Rising freight rates due to China's strong trade and a general shortage of vessels have benefited shipping lines such as NOL, which returned to profitability last year after losses in the previous two years.

NOL posted a record net profit last year of $428.8 million after a net loss of $330 million in 2002.

Looking ahead, NOL Chairman Cheng Wai Keung said the group continues to expect to perform better in 2004, amid a positive business environment, yield management and continued cost-cutting.

Longer term, the group aims to maintain the current momentum of double-digit revenue growth, Chief Executive David Lim said, adding that it "is achievable given robust growth trends in global trade, and the rapid development of emerging markets in Asia, Europe and elsewhere."

The group also muted worries over China's attempts to cool down its economy while battling rising inflation, saying NOL's China business was driven by foreign direct investment, which continues to be strong.

Revenue from its liner business, including carrier APL, the second largest container carrier in the U.S. import-export trade lanes, amounted to $1.23 billion from $957 million a year ago, and accounted for 79.3 percent of group revenue.

The company said improved freight rates on its trans-Pacific and Asia-Europe routes, and higher volumes on its Asia-Europe route were the main contributors to the higher revenue.

Average revenue per FEU grew 14 percent to $2,543 during the period, from $2,223 previously, while cargo volumes rose 11 percent to 442,000 FEUs from 397,000 FEUs.

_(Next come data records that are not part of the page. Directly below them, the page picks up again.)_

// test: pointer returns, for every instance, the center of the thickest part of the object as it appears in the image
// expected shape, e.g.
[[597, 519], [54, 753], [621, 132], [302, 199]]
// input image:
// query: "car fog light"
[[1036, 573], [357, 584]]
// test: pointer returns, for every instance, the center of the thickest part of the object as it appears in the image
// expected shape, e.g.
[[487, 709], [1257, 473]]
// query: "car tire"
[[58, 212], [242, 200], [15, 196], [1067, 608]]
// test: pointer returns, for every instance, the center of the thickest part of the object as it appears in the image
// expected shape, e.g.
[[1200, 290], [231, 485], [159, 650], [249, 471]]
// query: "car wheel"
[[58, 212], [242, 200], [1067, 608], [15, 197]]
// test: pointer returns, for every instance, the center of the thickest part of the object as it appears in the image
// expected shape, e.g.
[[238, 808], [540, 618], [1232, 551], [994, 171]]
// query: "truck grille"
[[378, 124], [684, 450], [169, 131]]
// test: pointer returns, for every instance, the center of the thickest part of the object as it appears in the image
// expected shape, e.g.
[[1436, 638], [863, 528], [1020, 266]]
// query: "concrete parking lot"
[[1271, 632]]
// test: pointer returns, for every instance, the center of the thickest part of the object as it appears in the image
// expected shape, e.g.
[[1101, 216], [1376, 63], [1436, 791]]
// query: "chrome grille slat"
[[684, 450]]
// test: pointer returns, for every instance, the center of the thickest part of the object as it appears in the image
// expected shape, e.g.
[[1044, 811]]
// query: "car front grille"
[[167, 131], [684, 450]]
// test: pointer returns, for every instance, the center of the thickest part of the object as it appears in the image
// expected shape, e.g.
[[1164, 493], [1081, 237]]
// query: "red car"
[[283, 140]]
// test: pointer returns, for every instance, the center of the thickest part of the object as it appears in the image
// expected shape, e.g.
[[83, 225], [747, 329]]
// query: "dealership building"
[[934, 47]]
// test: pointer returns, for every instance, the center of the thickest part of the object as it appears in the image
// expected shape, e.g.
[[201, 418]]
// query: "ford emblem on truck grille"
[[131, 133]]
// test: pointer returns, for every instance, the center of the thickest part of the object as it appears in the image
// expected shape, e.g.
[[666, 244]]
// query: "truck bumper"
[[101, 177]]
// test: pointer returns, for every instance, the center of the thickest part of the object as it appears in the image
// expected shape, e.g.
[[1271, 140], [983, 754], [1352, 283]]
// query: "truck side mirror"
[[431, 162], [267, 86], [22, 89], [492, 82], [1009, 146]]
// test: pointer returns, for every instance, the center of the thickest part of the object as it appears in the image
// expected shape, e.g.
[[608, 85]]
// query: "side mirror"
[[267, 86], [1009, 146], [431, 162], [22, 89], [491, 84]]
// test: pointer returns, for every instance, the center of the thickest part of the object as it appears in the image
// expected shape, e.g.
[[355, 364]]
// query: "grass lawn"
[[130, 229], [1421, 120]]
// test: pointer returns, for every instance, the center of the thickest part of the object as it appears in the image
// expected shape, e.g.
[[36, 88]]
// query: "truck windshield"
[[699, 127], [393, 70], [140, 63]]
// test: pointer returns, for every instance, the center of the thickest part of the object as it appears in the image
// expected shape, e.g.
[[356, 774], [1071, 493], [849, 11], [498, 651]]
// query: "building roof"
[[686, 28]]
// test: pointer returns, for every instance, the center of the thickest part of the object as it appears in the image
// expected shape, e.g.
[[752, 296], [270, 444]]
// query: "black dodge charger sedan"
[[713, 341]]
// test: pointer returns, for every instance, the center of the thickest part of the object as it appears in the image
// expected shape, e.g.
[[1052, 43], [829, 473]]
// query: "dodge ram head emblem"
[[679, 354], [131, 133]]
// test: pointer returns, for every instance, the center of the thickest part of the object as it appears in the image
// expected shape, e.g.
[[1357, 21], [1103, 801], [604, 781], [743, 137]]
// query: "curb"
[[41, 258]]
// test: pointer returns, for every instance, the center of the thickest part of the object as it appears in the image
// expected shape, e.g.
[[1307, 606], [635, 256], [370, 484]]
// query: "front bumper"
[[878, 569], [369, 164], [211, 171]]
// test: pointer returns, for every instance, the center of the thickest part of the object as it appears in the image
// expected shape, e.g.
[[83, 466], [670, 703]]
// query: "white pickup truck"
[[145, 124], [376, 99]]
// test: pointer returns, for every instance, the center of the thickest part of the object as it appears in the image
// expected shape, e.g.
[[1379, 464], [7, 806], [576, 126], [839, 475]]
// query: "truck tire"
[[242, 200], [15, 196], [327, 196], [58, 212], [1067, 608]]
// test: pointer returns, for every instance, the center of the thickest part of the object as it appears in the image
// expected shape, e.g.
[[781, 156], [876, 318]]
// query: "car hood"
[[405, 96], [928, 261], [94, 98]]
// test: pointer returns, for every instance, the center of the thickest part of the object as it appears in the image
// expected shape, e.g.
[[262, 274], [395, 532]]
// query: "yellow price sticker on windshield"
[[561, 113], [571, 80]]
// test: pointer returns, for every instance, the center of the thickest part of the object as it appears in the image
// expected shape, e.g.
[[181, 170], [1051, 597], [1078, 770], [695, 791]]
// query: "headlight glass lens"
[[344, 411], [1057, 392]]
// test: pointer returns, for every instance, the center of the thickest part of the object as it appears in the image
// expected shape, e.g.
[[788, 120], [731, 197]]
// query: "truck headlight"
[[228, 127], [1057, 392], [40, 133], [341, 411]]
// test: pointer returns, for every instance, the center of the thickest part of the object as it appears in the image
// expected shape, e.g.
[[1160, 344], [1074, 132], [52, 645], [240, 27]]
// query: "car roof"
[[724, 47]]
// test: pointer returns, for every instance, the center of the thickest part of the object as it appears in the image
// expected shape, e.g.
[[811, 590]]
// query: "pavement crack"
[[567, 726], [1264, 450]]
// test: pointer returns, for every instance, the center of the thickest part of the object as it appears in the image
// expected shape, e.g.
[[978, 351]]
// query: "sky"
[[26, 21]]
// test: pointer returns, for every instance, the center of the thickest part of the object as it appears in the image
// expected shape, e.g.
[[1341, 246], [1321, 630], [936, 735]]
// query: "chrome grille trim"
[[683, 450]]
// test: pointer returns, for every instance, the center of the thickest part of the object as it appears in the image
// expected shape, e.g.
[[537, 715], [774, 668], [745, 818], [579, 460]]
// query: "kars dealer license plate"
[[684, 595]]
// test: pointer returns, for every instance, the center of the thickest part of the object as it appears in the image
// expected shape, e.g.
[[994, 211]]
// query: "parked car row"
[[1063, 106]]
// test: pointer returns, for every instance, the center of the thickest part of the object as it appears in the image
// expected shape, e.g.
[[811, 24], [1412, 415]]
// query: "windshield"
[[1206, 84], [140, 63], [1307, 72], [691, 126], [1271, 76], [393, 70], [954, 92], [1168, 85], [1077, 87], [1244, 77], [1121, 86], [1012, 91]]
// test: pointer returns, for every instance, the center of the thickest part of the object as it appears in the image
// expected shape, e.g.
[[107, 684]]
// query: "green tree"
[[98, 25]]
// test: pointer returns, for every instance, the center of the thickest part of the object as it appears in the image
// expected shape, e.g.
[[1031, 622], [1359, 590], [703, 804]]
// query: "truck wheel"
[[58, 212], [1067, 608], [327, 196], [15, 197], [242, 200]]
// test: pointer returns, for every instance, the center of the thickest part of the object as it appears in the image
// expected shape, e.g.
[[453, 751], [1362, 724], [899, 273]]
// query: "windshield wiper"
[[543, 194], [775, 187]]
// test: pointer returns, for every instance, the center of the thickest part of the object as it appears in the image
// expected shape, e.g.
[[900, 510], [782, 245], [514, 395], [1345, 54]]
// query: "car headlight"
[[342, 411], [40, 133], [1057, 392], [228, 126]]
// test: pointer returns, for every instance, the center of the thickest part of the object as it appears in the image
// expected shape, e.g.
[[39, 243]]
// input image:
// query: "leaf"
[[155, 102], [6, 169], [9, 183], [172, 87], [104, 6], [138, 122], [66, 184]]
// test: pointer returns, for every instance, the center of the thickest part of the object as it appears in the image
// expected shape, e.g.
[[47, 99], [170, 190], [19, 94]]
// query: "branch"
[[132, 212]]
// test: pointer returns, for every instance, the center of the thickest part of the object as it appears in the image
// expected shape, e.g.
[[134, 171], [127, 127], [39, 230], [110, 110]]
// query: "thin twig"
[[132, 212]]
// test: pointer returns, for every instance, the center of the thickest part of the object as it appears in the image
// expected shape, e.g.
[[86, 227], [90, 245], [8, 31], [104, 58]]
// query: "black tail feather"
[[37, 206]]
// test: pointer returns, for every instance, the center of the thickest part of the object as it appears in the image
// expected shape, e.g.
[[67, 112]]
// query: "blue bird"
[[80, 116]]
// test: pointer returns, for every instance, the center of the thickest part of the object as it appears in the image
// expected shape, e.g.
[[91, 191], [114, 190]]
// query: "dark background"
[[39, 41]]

Revenue from NOL's logistics business, which focuses on supply chain management, rose to $288 million from $231 million previously, with strong growth in the Americas especially from warehousing operations and transportation management.

The logistics business accounted for 18.6 percent of total group revenue.

The group said earnings were also helped by an exceptional gain of $8 million from the sale of its tanker business, Neptune Associated Shipping, in March.